Note the application ID from when your query started. You should see something like:

 Starting Job = job_1387838787660_12241, Tracking URL = http://analytics1010.eqiad.wmnet:8088/proxy/application_1387838787660_12241/

The application ID in this case is application_1387838787660_12241. To kill this application, run:

 yarn application -kill application_1387838787660_12241

Slow queries

A simple SELECT LIMIT like the following will prepare all data from a partition before applying the LIMIT clause, so it's always best to specify the lowest-level relevant partition for the query.

SELECT http_status,uri_path FROM webrequest WHERE year = 2014 LIMIT 10;

Scratch space

You can create your own database using regular SQL

CREATE DATABASE dartar;

Batch mode

You can save the output of a hive query into a TSV by using hive in batch mode, e.g.

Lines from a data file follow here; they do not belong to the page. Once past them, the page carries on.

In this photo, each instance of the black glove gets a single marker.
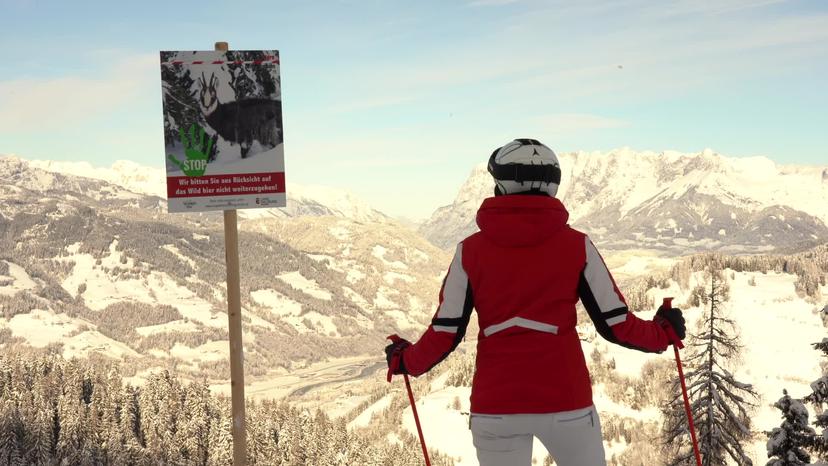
(672, 317)
(393, 355)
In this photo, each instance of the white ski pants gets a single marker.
(573, 438)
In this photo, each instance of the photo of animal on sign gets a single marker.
(223, 130)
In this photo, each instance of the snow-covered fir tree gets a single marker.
(819, 398)
(786, 443)
(57, 412)
(719, 402)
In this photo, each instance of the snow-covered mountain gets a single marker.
(91, 267)
(670, 200)
(303, 200)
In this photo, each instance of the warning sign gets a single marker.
(223, 133)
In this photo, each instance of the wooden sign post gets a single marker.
(223, 140)
(231, 252)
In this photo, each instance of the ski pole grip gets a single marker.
(666, 304)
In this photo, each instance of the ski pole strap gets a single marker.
(395, 358)
(671, 334)
(667, 304)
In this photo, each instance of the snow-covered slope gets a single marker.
(671, 200)
(303, 200)
(100, 269)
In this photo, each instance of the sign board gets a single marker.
(223, 134)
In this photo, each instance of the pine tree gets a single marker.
(719, 402)
(786, 443)
(819, 397)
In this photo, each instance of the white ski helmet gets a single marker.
(525, 165)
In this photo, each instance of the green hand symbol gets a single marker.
(195, 151)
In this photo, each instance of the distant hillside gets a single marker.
(676, 202)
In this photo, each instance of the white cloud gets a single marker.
(491, 2)
(28, 105)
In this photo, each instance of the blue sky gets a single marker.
(398, 100)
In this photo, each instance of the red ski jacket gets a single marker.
(523, 272)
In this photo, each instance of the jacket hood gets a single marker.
(515, 220)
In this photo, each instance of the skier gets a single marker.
(523, 272)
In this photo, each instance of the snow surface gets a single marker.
(17, 280)
(290, 311)
(41, 327)
(307, 286)
(364, 418)
(103, 288)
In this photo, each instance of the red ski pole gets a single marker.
(677, 344)
(394, 339)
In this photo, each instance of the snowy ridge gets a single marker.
(670, 200)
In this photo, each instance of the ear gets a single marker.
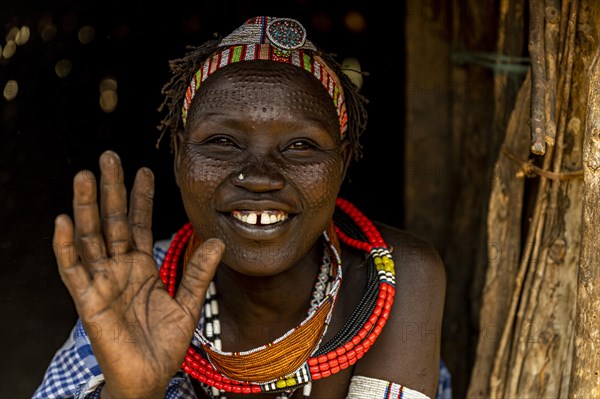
(346, 157)
(177, 144)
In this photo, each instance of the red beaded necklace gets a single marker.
(319, 365)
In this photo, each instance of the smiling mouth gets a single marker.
(260, 218)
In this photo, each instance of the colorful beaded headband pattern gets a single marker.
(273, 39)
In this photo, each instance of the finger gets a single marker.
(140, 211)
(72, 272)
(87, 219)
(198, 275)
(113, 204)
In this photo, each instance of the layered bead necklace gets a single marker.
(298, 357)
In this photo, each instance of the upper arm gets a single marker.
(408, 350)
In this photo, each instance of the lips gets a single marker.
(260, 217)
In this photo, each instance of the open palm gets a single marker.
(139, 334)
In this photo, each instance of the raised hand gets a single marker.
(139, 333)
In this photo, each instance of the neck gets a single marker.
(279, 302)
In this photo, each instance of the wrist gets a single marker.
(158, 393)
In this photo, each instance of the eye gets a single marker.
(301, 145)
(221, 141)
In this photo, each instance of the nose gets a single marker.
(258, 178)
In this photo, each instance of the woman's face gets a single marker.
(261, 163)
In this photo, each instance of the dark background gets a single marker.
(55, 127)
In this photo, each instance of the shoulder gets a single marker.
(417, 262)
(408, 350)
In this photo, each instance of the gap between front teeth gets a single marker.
(260, 217)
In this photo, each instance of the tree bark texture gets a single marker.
(586, 356)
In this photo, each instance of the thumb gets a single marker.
(197, 276)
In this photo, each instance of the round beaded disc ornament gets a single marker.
(286, 33)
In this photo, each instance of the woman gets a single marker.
(250, 299)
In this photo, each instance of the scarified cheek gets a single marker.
(320, 181)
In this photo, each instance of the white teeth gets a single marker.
(260, 217)
(265, 219)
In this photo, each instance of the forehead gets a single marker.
(270, 89)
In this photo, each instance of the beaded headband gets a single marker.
(274, 39)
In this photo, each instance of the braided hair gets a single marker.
(183, 69)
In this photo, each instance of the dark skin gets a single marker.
(276, 125)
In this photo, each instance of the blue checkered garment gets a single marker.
(74, 371)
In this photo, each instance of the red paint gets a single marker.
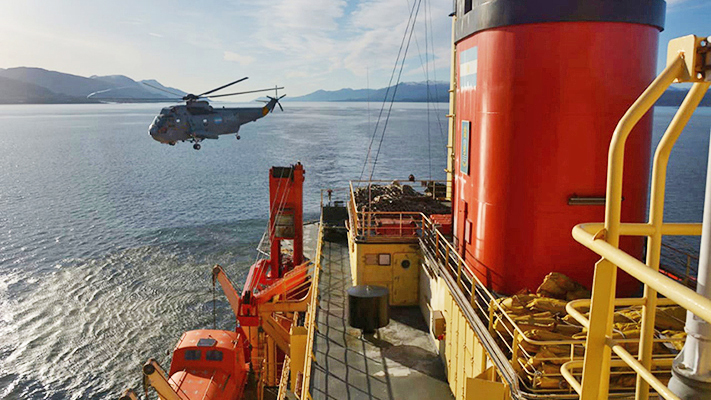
(197, 377)
(547, 99)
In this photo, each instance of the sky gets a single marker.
(304, 45)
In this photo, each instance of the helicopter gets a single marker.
(198, 120)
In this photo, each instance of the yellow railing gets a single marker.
(310, 324)
(604, 240)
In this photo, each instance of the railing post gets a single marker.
(459, 272)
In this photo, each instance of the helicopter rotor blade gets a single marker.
(222, 87)
(137, 99)
(236, 93)
(162, 90)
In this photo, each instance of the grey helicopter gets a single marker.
(197, 120)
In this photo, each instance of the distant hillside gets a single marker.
(67, 88)
(407, 92)
(16, 92)
(417, 92)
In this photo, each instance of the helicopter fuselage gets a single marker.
(198, 120)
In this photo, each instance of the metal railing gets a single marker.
(604, 240)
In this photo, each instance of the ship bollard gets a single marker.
(691, 370)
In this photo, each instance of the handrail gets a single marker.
(604, 240)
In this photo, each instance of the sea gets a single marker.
(107, 238)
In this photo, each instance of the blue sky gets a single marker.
(304, 45)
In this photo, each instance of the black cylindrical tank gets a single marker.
(368, 307)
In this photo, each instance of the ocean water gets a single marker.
(107, 237)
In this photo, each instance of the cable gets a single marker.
(387, 91)
(402, 66)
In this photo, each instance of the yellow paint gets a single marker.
(402, 282)
(484, 386)
(684, 64)
(299, 335)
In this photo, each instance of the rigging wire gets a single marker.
(392, 101)
(387, 91)
(427, 79)
(434, 72)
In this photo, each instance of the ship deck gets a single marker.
(398, 362)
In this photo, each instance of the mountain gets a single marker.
(417, 92)
(17, 92)
(70, 88)
(157, 84)
(408, 92)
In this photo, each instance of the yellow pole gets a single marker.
(656, 219)
(452, 113)
(596, 365)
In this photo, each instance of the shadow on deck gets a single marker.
(398, 362)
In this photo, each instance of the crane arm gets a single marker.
(232, 296)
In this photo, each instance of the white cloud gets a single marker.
(241, 60)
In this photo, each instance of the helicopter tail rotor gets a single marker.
(273, 102)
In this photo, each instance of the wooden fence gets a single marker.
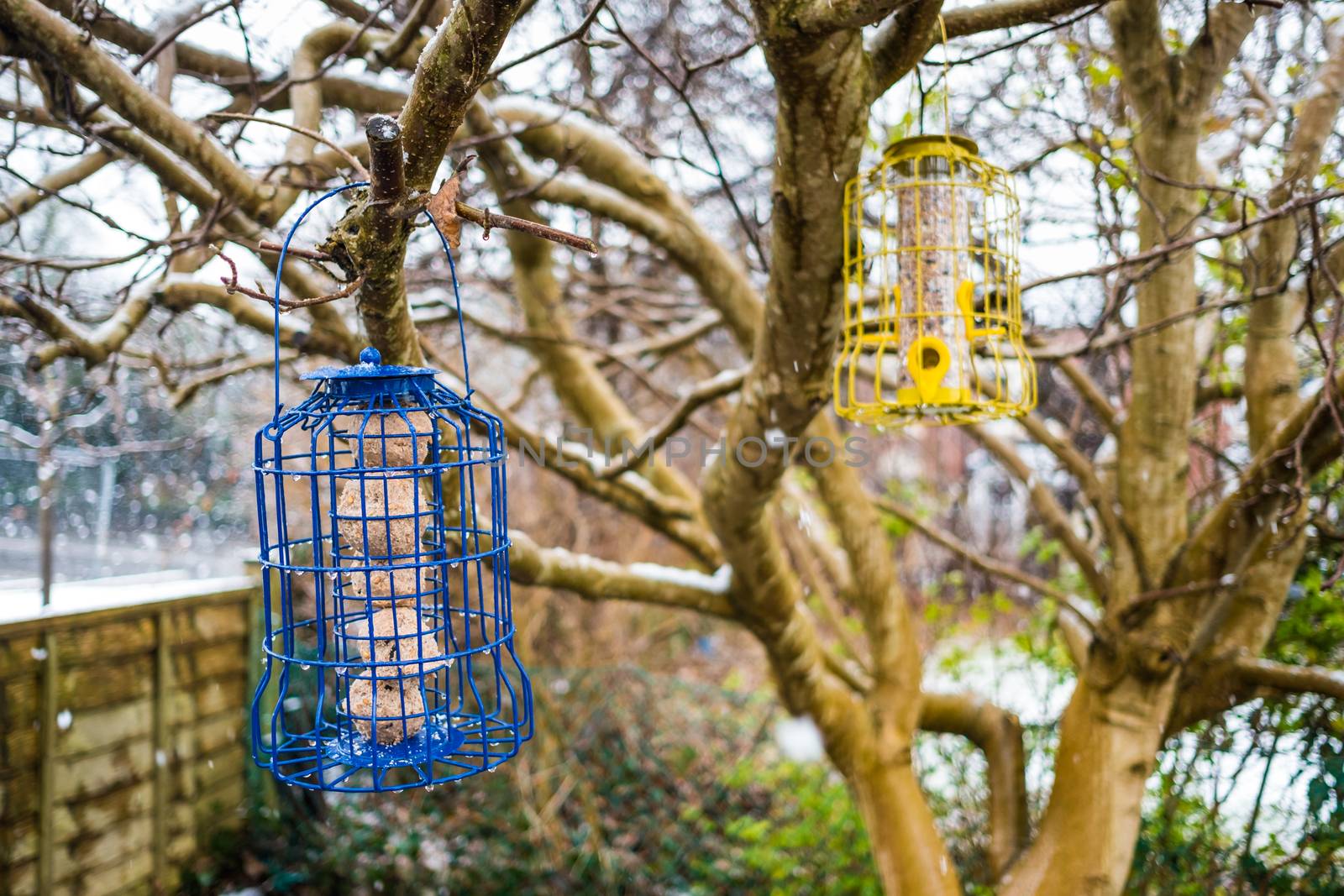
(124, 741)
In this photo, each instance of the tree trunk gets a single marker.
(1108, 747)
(907, 851)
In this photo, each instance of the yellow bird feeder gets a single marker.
(932, 296)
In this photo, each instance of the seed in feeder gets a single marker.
(400, 636)
(393, 512)
(402, 584)
(389, 439)
(401, 708)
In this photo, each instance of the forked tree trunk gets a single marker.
(1108, 747)
(907, 852)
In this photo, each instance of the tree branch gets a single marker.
(595, 579)
(1290, 679)
(1047, 506)
(998, 734)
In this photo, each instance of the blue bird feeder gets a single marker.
(387, 652)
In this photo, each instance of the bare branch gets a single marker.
(1290, 679)
(1047, 506)
(999, 735)
(725, 383)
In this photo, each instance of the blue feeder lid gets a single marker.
(374, 378)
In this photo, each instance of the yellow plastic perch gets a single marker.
(932, 302)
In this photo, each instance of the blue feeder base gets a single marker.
(436, 741)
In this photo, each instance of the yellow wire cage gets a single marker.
(932, 293)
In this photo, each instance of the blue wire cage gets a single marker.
(389, 653)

hive  -e "USE wmf; SELECT foo;" > ./bar.tsv

Dates

Dates are expressed as integers due to how we have configured this data. You may encounter this error if you treat dates as strings by quoting:

> Diagnostic Messages for this Task:
> Error: java.io.IOException: java.lang.reflect.InvocationTargetException
>       [...]
> Caused by: java.lang.reflect.InvocationTargetException
>       [...]
> Caused by: java.io.EOFException
>       [...]

Out of Memory Errors on Client

When performing large queries, the hive client may run out of memory. Just look for an out of memory error at the top of the stack trace.

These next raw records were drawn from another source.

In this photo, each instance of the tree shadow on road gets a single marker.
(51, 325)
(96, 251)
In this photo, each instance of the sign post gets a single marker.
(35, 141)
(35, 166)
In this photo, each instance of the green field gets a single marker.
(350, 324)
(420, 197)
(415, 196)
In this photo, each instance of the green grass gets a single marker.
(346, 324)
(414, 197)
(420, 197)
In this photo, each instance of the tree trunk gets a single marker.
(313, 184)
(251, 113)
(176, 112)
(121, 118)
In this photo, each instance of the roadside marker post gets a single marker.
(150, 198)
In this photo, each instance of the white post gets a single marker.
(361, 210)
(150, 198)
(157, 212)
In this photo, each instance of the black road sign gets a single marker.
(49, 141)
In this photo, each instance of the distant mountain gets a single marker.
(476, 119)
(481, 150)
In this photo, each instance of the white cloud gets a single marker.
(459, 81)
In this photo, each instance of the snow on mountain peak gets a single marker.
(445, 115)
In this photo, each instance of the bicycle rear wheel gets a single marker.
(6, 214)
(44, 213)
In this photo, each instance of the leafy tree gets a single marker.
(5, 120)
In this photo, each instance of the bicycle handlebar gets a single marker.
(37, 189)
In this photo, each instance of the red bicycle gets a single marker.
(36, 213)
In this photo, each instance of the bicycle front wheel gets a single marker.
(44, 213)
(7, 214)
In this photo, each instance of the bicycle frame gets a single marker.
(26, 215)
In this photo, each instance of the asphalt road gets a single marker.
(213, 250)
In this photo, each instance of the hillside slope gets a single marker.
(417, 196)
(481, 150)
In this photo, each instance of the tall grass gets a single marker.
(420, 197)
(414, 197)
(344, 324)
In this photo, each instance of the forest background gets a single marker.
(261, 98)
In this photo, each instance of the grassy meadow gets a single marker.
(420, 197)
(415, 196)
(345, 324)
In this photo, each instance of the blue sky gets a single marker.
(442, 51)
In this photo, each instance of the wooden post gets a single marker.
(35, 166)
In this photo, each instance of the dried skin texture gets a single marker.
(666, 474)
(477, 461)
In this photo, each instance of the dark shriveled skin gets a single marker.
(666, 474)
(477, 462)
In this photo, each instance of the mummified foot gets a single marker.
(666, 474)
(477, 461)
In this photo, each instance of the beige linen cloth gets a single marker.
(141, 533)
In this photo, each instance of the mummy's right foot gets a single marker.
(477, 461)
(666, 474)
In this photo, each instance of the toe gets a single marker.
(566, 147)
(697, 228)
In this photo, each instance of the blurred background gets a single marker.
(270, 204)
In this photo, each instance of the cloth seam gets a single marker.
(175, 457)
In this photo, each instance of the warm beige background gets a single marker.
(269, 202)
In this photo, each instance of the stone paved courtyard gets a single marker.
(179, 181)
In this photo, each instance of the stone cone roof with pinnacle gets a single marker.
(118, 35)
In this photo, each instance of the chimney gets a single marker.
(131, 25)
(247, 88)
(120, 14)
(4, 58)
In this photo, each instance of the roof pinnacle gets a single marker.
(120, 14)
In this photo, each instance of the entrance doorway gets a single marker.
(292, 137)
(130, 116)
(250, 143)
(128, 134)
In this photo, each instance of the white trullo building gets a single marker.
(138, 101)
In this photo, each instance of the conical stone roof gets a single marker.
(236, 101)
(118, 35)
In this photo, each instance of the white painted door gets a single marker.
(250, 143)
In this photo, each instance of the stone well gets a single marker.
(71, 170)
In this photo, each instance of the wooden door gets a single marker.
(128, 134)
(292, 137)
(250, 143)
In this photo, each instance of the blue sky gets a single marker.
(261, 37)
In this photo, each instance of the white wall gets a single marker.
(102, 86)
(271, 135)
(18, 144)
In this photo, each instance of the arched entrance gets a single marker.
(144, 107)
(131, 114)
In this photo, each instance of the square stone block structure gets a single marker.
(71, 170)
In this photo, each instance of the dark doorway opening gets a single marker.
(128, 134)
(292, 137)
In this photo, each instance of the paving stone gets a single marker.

Invoke Hive via the following to allocate more memory

 export HADOOP_HEAPSIZE=1024 && hive

Killing Jobs

Standard Hadoop practice involves launching a long running job and then realizing you forgot a parameter. Here is how you kill a job from the command line:

yarn application -kill [applicationID]

Your application id can be found in the hive messages -- it's the application_XXX string at the end of the tracking URL:

Starting Job = job_1409078537822_2754, Tracking URL = http://analytics1010.eqiad.wmnet:8088/proxy/application_1409078537822_2754/

INSERT OVERWRITE ... IF NOT EXISTS

When using INSERT OVERWRITE with IF NOT EXISTS be sure to use unqualified tables. Otherwise, the IF NOT EXISTS gets silently ignored.

Earliest data available in hadoop

What’s the most efficient way to obtain the earliest, non-truncated hour or date of data still available in hadoop?

  
show partitions webrequest;

Will show you all of the available partitions. Request log data in hadoop is currently pruned after 31 days.

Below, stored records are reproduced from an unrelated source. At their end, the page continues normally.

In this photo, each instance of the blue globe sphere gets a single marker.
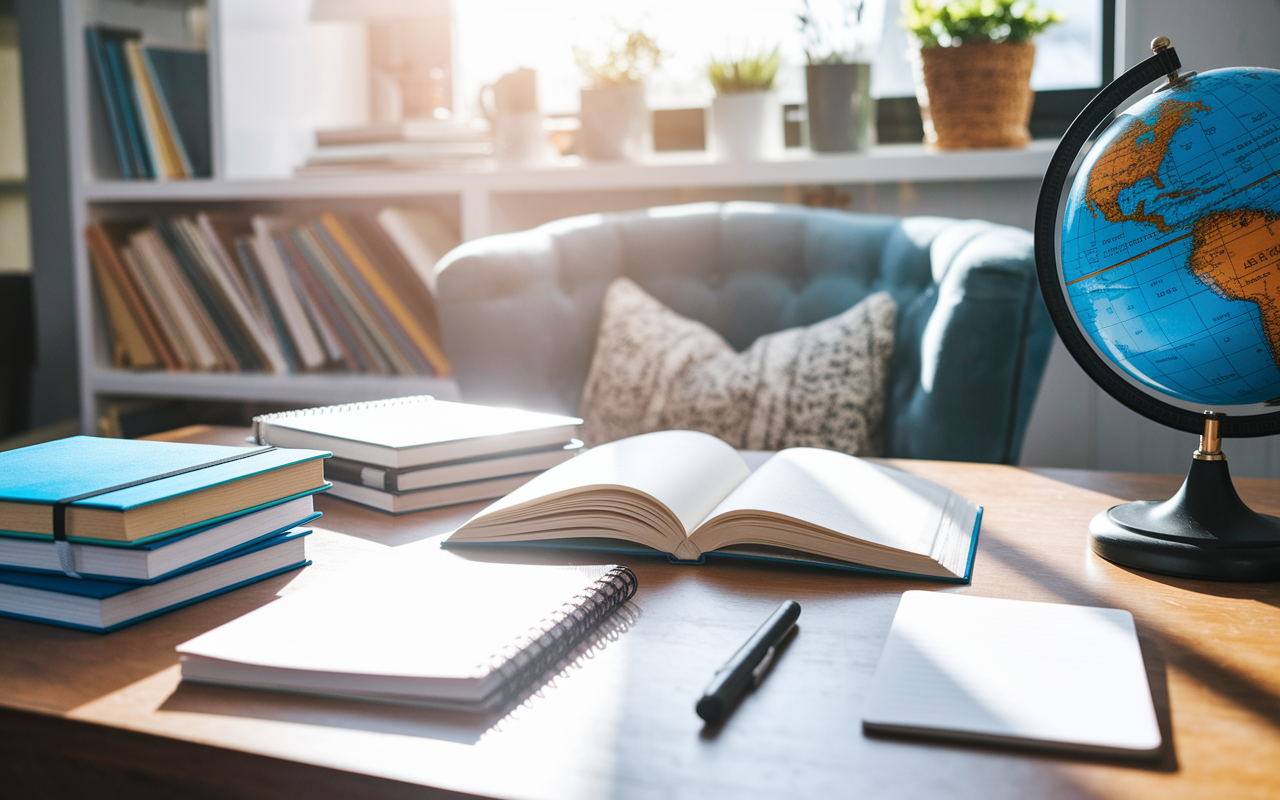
(1170, 240)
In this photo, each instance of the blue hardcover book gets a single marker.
(181, 80)
(155, 561)
(694, 498)
(106, 606)
(110, 100)
(113, 46)
(135, 490)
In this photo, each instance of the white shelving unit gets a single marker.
(470, 197)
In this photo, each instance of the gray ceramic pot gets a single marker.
(616, 124)
(841, 109)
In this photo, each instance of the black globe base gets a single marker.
(1203, 531)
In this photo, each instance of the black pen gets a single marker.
(749, 664)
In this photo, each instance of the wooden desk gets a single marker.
(83, 714)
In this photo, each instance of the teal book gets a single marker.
(181, 78)
(105, 606)
(133, 490)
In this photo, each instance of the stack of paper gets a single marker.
(416, 452)
(150, 526)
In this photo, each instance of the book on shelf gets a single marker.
(136, 492)
(227, 292)
(410, 432)
(481, 632)
(105, 606)
(693, 497)
(155, 101)
(158, 560)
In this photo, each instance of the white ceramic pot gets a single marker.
(745, 127)
(616, 123)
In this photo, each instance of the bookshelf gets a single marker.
(478, 201)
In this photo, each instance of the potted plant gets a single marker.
(745, 118)
(616, 123)
(973, 69)
(841, 113)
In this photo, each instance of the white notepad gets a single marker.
(1040, 675)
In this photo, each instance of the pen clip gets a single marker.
(763, 667)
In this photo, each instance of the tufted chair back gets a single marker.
(520, 311)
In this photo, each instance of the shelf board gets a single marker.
(316, 389)
(885, 164)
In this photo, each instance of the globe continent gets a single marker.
(1171, 240)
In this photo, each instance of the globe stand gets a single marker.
(1205, 530)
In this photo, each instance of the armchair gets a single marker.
(520, 311)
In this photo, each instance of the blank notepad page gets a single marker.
(1009, 671)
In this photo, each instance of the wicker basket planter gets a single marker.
(977, 95)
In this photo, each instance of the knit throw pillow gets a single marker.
(822, 385)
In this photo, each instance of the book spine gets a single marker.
(338, 336)
(405, 277)
(402, 318)
(110, 101)
(248, 263)
(288, 301)
(310, 296)
(251, 319)
(129, 346)
(200, 333)
(397, 338)
(165, 316)
(101, 250)
(128, 105)
(543, 647)
(182, 254)
(338, 306)
(165, 114)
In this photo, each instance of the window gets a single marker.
(498, 36)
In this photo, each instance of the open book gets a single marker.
(690, 494)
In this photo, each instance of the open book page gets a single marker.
(684, 471)
(837, 493)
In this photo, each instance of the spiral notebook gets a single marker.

Avoiding overgreedy scans / Operator precedence

In HiveQL, AND takes precedence over OR.

So when trying to select all “mobile” and “text” partitions for 2015-01-01,

  
  ... WHERE year=2015 AND month=1 AND day=1 AND webrequest_source='mobile' OR webrequest_source='text'

would not do the trick, as Hive parses it as

  
  ... WHERE (year=2015 AND month=1 AND day=1 AND webrequest_source='mobile') OR webrequest_source='text'

and would select all “text” partitions. This unintentionally skews the data you want to obtain, makes the query take longer, and keeps all “text” partitions locked.

You can use parenthesis to override operator precedence. So for example

  
  ... WHERE year=2015 AND month=1 AND day=1 AND (webrequest_source='mobile' OR webrequest_source='text')

would select the “mobile” and “text” partitions for 2015-01-01.

My query does not start

Check if the cluster is overloaded. If it is, let the Analytics team know.

My query does not progress / finish

Querying through Hive is not as fast as querying a plain SQL table. So expect to wait an hour for your result to show up.

But if the progress counter in your query does not increase (like at least a 1% per minute), you are either unintentionally querying a lot of data, or the cluster is stalled.

If you are querying “a lot” of data (a week worth of webrequest logs is definitely already more “a lot”!), consider splitting up your query. That will increase performance for you, cut down runtime of your query, and it will leave cluster resources available to other users. If you run into blockers, let the Analytics team know.

If your query is small, nice and neat, and does not progress nonetheless, please check if the cluster is overloaded. If it is, let the Analytics team know.